Patrissimo posted an
entry about negative effects of the minimum wage, in at least
one example. The example is an interesting one, and shows some problems with the minimum wage. I used to have arguments with a friend about whether the minimum wage was a good idea or not -- she was going to business school, and claimed that increases in the minimum wage will cause losses of jobs, so it has a net harmful effect on people who would otherwise have those jobs.
It's a reasonable argument, and one
supported by libertarians in general. My principal weapon in the argument was a
fascinating study by a couple of Princeton guys who found that minimum wage hikes don't seem to have any real effect on employment.
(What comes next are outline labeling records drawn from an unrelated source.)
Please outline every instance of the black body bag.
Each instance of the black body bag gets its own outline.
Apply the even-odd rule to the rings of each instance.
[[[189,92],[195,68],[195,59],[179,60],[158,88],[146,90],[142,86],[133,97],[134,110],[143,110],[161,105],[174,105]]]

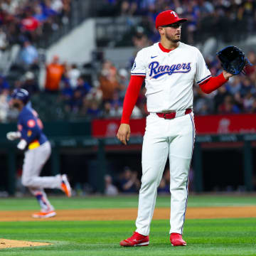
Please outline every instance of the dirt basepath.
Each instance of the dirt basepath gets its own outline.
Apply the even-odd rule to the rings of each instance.
[[[43,220],[135,220],[137,208],[58,210],[54,218]],[[1,210],[0,221],[42,220],[33,219],[31,210]],[[170,209],[159,208],[155,210],[154,219],[169,219]],[[188,208],[186,218],[256,218],[256,206]]]
[[[21,240],[13,240],[8,239],[0,239],[0,249],[14,248],[21,247],[32,247],[52,245],[48,242],[28,242]]]

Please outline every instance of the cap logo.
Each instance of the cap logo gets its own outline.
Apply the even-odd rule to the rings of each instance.
[[[174,11],[171,11],[171,14],[174,14],[175,18],[176,18],[178,16],[177,14]]]

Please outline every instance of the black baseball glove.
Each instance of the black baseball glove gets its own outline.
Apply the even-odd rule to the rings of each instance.
[[[236,46],[225,47],[216,54],[223,70],[233,75],[238,75],[241,72],[245,74],[245,66],[252,65],[242,50]]]

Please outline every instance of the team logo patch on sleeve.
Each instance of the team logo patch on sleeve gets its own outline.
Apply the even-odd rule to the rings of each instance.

The obvious rebuttal is that their study is flawed, as
argued by the
Cato Institute, a libertarian think tank. Their argument is basically that there are lots and lots of studies that do find an effect, and so this study must be wrong, and they point out some flaws.
But (last link, I promise) there's also a
great article on
Slate about why all those studies are flawed. It's in the context of opposing the minimum wage on other grounds, interestingly.
Anyway, basically I believe after reading all these things that raising the minimum wage does in fact make people with minimum wage jobs as a group better off, which is what it's intended to do, and that it doesn't really cost significant numbers of jobs in the process. I do think the Slate article has a point, though, which is that minimum wage increases might not be the best or fairest way of achieving that goal.
Caveat: of course large increases will have an effect. If you set the minimum wage to be $100/hour, all kinds of bad things happen. It's just that changes in the minimum wage seem to create proportionally smaller changes in employment, so small movements have nearly negligable effects.